Dès les premières images, le film frappe par son esthétique immersive. Gálvez utilise les grands espaces de la Terre de Feu pour amplifier la démesure du projet colonial : les vastes paysages semblent dominer les personnages, soulignant leur insignifiance face aux étendues qu’ils veulent dompter. Les jeux de lumière, alternant entre le jour éblouissant et la nuit noire, mettent en relief le contraste brutal entre la lumière crue de la conquête et l’obscurité morale des actes commis. En effet, le jour, les trois protagonistes errent dans ces vastes étendues. Leurs silhouettes grotesques et leurs disputes enfantines contribuent à rendre cette expédition pathétique et bouffonne. Mais la nuit, ils massacrent, violent, et s’amusent de leurs méfaits. Les paysages vastes et vides nous ancrent dans le genre du western, mais Gálvez en détourne ici les codes pour réaliser un « western décolonial » dans lequel la violence n’a rien d’héroïque.
Sur le fond, Gálvez privilégie une approche de micro-histoire, en nous plaçant au plus près de ces trois personnages et de leur expédition. Plutôt que de théoriser la colonisation avec un regard distant et théorique, il nous montre les mécanismes individuels de domination et de pouvoir. Ce choix rend la violence du film à la fois plus tangible et plus universelle : en retraçant ce périple meurtrier à travers les yeux de personnages qui ne sont ni héros ni figures absolues de pouvoir, Gálvez interroge les rouages de l’oppression et du génocide, incarnés par ces hommes pris dans les engrenages d’un système qu’ils ne maîtrisent pas, mais qu’ils nourrissent. Le chef de l’expédition, MacLennan, qui use et abuse de la violence et des menaces pour asseoir son petit pouvoir va lui-même être confronté à une soumission brutale lors de sa rencontre avec le colonel Martin de l’armée britannique, incarnant les jeux de pouvoir et la soumission à un système plus général.

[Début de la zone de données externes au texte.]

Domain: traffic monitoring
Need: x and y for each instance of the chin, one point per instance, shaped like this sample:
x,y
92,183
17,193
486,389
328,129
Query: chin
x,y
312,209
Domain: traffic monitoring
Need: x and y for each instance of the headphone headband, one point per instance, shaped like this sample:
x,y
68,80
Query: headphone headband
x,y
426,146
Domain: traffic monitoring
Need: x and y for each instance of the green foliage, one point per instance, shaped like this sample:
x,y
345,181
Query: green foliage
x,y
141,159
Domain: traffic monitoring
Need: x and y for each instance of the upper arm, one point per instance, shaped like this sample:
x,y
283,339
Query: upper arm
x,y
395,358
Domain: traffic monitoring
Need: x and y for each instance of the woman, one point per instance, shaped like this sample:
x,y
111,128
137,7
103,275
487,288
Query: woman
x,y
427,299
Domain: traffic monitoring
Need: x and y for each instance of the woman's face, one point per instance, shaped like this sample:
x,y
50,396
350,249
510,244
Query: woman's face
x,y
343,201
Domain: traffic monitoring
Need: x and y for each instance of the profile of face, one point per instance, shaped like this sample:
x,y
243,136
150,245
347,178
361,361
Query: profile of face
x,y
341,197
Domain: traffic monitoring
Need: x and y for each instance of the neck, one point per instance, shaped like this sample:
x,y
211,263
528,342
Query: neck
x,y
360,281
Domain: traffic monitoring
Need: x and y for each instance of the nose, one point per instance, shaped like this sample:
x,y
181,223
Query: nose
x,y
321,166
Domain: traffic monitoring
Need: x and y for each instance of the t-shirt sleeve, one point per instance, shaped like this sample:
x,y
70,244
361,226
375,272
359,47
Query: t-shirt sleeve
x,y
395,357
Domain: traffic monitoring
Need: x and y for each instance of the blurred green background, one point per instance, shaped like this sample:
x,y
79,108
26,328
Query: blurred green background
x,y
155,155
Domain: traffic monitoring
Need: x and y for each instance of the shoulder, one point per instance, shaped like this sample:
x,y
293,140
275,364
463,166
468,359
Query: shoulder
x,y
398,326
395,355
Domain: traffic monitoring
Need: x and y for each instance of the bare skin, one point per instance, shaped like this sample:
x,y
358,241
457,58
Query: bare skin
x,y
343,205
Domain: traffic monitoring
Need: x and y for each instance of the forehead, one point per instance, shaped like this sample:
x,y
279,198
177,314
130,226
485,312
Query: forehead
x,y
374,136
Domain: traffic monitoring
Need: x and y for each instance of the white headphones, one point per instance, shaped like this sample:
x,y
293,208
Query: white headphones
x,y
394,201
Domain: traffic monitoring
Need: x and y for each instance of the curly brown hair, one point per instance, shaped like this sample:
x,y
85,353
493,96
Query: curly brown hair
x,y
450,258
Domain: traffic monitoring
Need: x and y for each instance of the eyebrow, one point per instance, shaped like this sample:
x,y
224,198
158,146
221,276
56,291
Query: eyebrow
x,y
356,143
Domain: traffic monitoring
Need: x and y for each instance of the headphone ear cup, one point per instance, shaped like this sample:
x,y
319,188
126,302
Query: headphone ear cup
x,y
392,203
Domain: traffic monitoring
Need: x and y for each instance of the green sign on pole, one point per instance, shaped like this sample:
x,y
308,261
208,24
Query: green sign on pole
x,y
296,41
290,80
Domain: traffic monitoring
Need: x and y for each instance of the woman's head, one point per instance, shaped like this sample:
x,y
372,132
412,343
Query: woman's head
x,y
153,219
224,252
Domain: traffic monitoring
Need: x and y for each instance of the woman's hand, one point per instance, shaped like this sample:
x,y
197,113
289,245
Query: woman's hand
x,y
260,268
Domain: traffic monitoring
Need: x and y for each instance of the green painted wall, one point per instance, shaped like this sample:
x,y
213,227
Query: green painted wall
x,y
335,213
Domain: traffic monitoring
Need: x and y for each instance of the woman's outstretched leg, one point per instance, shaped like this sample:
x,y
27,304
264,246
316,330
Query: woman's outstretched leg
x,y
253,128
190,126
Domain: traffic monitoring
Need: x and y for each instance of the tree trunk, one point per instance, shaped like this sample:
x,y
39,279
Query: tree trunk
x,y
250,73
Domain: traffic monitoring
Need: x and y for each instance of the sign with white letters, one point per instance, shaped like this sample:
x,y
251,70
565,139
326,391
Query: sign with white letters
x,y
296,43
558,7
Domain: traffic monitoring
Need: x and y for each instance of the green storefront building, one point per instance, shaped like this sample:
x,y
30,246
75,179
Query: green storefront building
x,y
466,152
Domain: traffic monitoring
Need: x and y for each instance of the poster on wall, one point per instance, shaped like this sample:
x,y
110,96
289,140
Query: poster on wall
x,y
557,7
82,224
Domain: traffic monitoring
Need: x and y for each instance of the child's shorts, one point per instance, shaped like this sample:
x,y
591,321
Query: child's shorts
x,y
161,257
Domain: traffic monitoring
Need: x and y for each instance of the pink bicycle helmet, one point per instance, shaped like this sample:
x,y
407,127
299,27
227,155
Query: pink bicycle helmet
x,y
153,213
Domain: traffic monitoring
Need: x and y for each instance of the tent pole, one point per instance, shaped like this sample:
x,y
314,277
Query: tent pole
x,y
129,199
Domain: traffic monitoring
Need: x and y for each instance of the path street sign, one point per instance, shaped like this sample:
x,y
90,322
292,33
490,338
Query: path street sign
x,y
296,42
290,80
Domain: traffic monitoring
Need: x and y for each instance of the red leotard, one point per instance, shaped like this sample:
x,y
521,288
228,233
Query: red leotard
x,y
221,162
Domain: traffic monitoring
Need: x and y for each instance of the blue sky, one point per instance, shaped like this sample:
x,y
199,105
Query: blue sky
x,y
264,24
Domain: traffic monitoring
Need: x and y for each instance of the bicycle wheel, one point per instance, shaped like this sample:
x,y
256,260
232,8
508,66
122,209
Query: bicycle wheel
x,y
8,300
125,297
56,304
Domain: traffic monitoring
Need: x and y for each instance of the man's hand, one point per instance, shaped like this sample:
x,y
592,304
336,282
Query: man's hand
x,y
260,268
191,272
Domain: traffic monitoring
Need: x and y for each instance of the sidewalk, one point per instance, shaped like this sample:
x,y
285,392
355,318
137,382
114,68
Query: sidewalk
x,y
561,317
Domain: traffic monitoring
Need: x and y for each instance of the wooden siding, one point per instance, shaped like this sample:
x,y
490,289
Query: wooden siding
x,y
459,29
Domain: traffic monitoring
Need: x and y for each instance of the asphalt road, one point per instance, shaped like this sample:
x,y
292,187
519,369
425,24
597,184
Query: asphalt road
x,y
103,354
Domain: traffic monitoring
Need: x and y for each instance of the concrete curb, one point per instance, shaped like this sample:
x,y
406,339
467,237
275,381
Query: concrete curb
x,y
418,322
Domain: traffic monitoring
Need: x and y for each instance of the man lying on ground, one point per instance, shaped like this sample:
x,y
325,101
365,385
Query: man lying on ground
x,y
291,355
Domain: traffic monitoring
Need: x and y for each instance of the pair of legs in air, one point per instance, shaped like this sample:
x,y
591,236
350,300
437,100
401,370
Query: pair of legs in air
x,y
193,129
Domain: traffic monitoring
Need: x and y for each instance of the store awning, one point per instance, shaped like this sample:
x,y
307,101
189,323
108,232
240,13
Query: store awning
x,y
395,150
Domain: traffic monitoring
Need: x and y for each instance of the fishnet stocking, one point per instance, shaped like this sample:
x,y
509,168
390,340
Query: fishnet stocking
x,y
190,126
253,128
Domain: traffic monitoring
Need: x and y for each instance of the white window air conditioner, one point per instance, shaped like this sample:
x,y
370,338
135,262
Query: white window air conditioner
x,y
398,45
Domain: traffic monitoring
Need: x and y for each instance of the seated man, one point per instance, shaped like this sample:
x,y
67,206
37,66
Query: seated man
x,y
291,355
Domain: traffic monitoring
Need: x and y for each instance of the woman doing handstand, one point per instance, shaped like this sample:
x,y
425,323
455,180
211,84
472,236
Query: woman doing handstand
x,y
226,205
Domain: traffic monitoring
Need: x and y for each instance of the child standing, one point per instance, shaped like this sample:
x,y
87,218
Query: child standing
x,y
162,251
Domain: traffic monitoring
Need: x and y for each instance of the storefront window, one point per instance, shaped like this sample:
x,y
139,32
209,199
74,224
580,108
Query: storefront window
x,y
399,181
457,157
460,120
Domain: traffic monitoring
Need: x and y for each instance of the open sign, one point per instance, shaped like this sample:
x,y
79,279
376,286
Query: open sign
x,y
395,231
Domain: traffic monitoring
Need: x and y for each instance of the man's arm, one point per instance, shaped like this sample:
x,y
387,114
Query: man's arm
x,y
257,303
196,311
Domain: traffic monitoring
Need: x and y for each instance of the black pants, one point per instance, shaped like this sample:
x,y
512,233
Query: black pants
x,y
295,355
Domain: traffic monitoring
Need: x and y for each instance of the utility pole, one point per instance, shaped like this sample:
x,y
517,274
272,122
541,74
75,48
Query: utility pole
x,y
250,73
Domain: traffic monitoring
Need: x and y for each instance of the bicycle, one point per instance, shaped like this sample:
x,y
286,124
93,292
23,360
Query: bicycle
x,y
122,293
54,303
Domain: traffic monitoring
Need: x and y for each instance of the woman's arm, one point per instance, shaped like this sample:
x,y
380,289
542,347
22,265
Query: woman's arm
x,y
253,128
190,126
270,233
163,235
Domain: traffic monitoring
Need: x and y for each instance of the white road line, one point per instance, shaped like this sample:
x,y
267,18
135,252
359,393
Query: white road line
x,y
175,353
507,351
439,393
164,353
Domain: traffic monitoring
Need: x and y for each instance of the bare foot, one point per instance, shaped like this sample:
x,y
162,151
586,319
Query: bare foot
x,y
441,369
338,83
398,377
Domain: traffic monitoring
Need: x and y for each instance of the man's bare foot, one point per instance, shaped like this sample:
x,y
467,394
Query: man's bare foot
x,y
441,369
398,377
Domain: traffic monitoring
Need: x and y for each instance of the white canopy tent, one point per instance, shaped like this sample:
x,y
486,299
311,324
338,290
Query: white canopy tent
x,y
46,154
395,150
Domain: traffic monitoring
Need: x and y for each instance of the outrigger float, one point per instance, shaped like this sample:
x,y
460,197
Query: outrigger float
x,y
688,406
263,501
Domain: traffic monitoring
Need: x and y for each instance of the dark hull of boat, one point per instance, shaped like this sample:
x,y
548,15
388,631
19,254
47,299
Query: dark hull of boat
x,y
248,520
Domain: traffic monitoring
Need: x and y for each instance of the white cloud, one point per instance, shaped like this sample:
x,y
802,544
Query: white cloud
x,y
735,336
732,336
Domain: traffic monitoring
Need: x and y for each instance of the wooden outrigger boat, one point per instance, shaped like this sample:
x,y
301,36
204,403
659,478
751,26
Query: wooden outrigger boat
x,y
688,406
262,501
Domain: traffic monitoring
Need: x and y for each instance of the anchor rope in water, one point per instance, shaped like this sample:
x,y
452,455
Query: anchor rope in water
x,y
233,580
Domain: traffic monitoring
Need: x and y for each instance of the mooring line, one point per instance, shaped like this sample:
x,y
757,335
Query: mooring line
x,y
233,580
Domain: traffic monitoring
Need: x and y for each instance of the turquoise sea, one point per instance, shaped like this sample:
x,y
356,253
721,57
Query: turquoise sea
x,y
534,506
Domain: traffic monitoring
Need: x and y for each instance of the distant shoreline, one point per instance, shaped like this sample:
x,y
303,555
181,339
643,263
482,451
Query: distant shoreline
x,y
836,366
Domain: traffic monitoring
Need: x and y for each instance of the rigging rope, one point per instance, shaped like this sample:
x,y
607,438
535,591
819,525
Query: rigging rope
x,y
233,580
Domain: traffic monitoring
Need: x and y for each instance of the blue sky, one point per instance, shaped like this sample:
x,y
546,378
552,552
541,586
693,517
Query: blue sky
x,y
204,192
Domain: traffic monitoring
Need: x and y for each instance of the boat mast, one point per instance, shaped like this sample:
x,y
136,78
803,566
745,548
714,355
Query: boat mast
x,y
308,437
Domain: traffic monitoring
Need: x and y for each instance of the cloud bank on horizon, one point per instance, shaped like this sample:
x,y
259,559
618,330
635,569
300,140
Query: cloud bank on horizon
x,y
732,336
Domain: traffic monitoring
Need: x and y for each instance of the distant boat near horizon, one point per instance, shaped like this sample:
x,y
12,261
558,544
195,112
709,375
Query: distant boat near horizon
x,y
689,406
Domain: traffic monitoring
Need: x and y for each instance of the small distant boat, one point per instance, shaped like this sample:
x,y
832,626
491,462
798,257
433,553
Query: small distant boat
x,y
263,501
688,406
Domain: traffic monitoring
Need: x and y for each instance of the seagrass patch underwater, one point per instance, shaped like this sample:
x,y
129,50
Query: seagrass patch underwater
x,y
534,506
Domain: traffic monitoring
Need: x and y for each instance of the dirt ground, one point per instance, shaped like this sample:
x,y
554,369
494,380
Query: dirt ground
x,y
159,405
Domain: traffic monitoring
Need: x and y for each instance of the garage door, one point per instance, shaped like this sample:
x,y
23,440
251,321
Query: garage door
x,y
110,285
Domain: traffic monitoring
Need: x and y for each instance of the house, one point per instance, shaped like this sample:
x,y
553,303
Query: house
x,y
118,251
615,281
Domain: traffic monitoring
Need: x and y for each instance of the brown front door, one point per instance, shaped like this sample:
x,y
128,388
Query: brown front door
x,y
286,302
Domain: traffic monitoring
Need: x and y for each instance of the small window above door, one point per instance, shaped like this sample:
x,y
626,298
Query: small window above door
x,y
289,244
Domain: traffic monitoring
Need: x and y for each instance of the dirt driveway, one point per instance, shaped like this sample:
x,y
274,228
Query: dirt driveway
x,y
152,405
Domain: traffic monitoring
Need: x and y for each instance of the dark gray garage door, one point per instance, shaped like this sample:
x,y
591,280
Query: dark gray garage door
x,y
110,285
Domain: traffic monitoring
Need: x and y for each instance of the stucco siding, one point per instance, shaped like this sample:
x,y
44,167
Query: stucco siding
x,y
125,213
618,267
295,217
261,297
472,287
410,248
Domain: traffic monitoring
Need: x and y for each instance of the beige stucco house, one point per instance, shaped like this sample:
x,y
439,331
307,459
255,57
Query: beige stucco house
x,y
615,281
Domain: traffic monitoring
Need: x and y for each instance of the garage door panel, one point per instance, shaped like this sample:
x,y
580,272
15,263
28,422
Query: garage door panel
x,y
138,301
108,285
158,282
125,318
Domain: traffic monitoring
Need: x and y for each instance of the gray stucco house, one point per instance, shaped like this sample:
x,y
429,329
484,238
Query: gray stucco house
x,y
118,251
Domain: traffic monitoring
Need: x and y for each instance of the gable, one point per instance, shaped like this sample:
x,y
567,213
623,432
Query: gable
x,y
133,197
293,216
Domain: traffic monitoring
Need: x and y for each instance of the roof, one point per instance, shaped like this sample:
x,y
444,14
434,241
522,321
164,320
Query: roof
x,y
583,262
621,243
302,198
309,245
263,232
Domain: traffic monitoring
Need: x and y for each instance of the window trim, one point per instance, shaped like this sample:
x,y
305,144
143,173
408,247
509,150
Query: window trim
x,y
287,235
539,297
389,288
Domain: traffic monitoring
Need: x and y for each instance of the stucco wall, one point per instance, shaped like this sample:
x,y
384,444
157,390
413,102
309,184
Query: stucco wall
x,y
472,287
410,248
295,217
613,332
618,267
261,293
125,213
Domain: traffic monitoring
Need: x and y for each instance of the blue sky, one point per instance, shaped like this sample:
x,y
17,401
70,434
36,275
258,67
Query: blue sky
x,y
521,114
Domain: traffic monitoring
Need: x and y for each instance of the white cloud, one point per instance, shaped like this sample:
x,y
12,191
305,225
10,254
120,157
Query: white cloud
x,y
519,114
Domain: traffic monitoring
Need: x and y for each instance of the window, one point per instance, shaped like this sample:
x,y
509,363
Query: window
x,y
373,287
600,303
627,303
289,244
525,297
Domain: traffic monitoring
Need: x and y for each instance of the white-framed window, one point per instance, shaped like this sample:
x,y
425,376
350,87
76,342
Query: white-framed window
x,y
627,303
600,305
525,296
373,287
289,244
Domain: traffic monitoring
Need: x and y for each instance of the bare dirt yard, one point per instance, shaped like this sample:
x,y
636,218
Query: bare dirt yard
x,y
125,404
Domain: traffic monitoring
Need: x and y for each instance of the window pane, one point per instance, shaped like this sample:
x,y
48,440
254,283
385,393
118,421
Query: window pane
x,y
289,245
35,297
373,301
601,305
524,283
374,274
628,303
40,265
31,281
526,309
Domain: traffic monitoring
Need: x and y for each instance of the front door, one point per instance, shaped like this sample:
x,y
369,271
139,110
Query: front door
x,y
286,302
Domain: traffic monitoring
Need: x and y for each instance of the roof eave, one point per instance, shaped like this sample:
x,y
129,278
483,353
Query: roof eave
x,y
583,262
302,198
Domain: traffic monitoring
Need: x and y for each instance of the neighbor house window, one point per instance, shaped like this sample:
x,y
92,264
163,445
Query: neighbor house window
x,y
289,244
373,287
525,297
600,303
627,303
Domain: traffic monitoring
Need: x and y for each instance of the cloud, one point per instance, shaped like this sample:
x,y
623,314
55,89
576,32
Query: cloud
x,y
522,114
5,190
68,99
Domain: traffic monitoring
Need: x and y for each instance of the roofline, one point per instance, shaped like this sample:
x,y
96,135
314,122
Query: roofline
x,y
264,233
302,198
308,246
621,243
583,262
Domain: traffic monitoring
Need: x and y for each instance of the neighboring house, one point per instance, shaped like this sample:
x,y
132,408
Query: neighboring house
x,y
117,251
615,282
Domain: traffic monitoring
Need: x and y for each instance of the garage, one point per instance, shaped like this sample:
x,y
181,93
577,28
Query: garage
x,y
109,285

Les personnages intermédiaires sont également au cœur de la réflexion du film, incarnés notamment par Segundo, un métis tiraillé entre son identité d'autochtone et son rôle d’exécutant au service des colonisateurs. En suivant ses hésitations et ses remords, Gálvez montre comment la colonisation repose aussi sur des intermédiaires locaux, qui participent malgré eux à leur propre effacement culturel et physique. Cette ambivalence incarne la complexité des rapports de pouvoir dans le contexte colonial, où les alliances et les trahisons brouillent la frontière entre victimes et complices. Le personnage de Kiepja illustre cette tension de manière peut-être encore plus marquante. À la fois servante et femme à tout faire pour la troupe du colonel Martin, elle devient l’épouse de Segundo dans la dernière partie du film. Elle semble osciller entre une résignation apparente et une forme discrète de résistance. En évoluant au sein des contraintes coloniales, elle semble trouver des moyens de préserver une part d’autonomie, même réduite, démontrant que la survie dans un tel contexte violent et génocidaire implique des stratégies d’adaptation complexes et parfois ambiguës.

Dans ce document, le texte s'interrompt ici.